Menschenrechtsgruppen schlugen Alarm wegen einer Reihe von Vorfällen, die sich gegen Entwicklungshelfer:innen und Aktivist:innen in Negros, Iloilo und benachbarten Provinzen richten, und berichten von Schikanen, Einschüchterungen und ihrer Meinung nach politisch motivierten Verhaftungen.

Zwei Angehörige der Küstenwache suchten Joselito Macapobre am 30. März 2026 gegen 9:00 Uhr in Negros Occidental auf, befragten ihn zu seinem Aufenthaltsort und verlangten die Namen der Mitglieder seiner Organisation. Macapobre ist Vorsitzender des Fischer:innenvereins PAMAGI und ehrenamtlicher Gemeindeorganisator für die Organisation Paghidaet sa Kauswagan Development Group (PDG).

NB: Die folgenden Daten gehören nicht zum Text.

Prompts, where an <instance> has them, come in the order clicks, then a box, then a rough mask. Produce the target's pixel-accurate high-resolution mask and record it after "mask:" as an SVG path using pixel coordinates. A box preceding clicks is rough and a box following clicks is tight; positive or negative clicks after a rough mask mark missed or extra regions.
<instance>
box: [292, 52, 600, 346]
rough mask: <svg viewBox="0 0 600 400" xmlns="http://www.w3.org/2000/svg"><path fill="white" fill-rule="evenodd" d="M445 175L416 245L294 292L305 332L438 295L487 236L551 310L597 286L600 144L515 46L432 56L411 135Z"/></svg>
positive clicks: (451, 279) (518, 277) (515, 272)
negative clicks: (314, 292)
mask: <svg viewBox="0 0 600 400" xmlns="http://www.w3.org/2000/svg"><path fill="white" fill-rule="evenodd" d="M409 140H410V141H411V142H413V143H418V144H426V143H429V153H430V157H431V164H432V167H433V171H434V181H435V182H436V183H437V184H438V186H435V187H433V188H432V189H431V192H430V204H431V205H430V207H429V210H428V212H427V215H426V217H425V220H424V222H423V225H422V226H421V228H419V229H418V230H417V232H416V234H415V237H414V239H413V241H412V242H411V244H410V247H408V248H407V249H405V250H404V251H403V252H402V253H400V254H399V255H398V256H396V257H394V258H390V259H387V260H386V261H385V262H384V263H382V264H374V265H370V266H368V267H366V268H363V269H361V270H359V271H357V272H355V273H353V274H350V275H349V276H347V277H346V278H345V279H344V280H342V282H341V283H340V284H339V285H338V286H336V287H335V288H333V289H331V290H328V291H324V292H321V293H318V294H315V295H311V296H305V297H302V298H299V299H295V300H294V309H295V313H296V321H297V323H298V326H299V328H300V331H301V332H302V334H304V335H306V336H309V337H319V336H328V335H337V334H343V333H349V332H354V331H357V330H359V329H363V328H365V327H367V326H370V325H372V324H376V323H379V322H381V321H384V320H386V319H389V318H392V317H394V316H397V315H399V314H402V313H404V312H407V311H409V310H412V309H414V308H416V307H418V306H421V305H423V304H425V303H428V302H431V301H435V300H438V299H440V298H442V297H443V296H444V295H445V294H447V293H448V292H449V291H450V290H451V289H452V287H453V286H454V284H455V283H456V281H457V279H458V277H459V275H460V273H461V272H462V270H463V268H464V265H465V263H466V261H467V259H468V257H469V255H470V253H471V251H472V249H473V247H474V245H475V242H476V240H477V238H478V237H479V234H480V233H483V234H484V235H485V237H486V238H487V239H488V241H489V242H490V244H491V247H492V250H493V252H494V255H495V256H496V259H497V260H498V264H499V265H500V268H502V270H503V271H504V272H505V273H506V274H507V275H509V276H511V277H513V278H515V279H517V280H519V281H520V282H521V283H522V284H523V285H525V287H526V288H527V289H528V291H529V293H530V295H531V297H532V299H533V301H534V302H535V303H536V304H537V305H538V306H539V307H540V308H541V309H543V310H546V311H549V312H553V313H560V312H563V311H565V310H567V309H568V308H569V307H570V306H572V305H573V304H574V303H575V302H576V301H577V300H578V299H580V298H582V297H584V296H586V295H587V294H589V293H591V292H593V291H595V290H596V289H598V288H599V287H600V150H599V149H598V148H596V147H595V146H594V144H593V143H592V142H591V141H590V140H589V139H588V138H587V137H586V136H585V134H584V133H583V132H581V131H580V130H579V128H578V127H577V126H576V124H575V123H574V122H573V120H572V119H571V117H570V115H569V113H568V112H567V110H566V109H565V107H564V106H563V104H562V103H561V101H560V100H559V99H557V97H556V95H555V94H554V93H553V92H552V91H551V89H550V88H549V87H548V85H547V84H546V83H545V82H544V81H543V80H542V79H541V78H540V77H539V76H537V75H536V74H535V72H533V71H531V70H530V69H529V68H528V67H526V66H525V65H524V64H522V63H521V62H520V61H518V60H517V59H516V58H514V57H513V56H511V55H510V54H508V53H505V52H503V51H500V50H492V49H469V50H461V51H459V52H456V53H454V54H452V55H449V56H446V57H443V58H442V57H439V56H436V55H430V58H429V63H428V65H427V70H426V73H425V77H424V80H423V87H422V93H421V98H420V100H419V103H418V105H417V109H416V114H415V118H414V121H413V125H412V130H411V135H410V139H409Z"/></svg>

Die Beamt:innen betraten zudem ohne Erlaubnis seine Wohnung, während er nicht zu Hause war, so Macapobre.

Macapobre erklärte, er sei seit 2022 wiederholt Schikanen und dem sogenannten „Red-tagging“ ausgesetzt. „Red-tagging“ bedeutet, Personen oder Organisationen als Mitglieder der Rebellengruppe New People’s Army oder als „terroristisch“ zu brandmarken. Macapobre berichtete zudem, dass er im Januar 2026 einen Entführungsversuch überlebt habe. Nachdem er Hilfsgüter an Bäuer:innen verteilt hatte, zwangen bewaffnete Männer ihn in einen Kleinbus, bevor es ihm gelang, zu fliehen.

Macapobre hat inzwischen beim Obersten Gerichtshof Anträge auf Erlass einer Amparo-Verfügung und einer Habeas-Data-Verfügung gestellt, um Schutz vor weiteren Drohungen zu erlangen und die Offenlegung der angeblich rechtswidrigen Datenerhebung zu fordern. Die Menschenrechtsorganisation Karapatan, die eine formelle Untersuchung gefordert hat, warnte, dass Macapobre und seine Gemeinschaft weiterhin in Gefahr seien, und forderte den Staat nachdrücklich auf, für etwaige Schäden zur Rechenschaft gezogen zu werden.

In einem separaten Vorfall nahm die Polizei am 2. April 2026 im Rahmen einer gemeinsamen Polizei- und Militäroperation in Pavia, Iloilo, zwei ältere Aktivistinnen fest. Bei den Frauen handelte es sich um Josephine Parra Porquia, 64, und Ma. Luisa Tagamolila Guillen, 62. Menschenrechtsorganisationen kritisierten den Zeitpunkt der Festnahmen und erklärten, dass die Verhaftungen während der Karwoche den Zugang zu Rechtsbeistand aufgrund des eingeschränkten Gerichtsbetriebs erschwerten.

Die Behörden warfen beiden Frauen Verbindungen zur Rebellengruppe „Kilusang Rehiyon–Panay“ / New People’s Army vor. Porquia wird wegen Rebellion aus dem Jahr 2012 angeklagt, während Guillen unter dem Vorwurf der Behinderung der Justiz festgenommen wurde. Menschenrechtsaktivisten wiesen die Vorwürfe zurück und bezeichneten die Festnahmen als Teil eines umfassenderen Musters der Stigmatisierung und Kriminalisierung von Aktivist:innen. Sie erklärten, beide Frauen könnten auf ein langjähriges Engagement in der Gemeindearbeit und für marginalisierte Bevölkerungsgruppen zurückblicken.

Menschenrechtsorganisationen haben den Obersten Gerichtshof, die Menschenrechtskommission und andere Behörden aufgefordert, beide Fälle zu untersuchen, und davor gewarnt, dass die anhaltende Verfolgung von Aktivist:innen und Entwicklungshelfer:innen die Zivilbevölkerung weiter gefährden könnte.

Die staatlichen Behörden haben bislang keine öffentliche Stellungnahme zu den Vorwürfen der Schikanierung in Negros oder zu der menschenrechtlichen Kritik im Zusammenhang mit den Festnahmen in Iloilo abgegeben.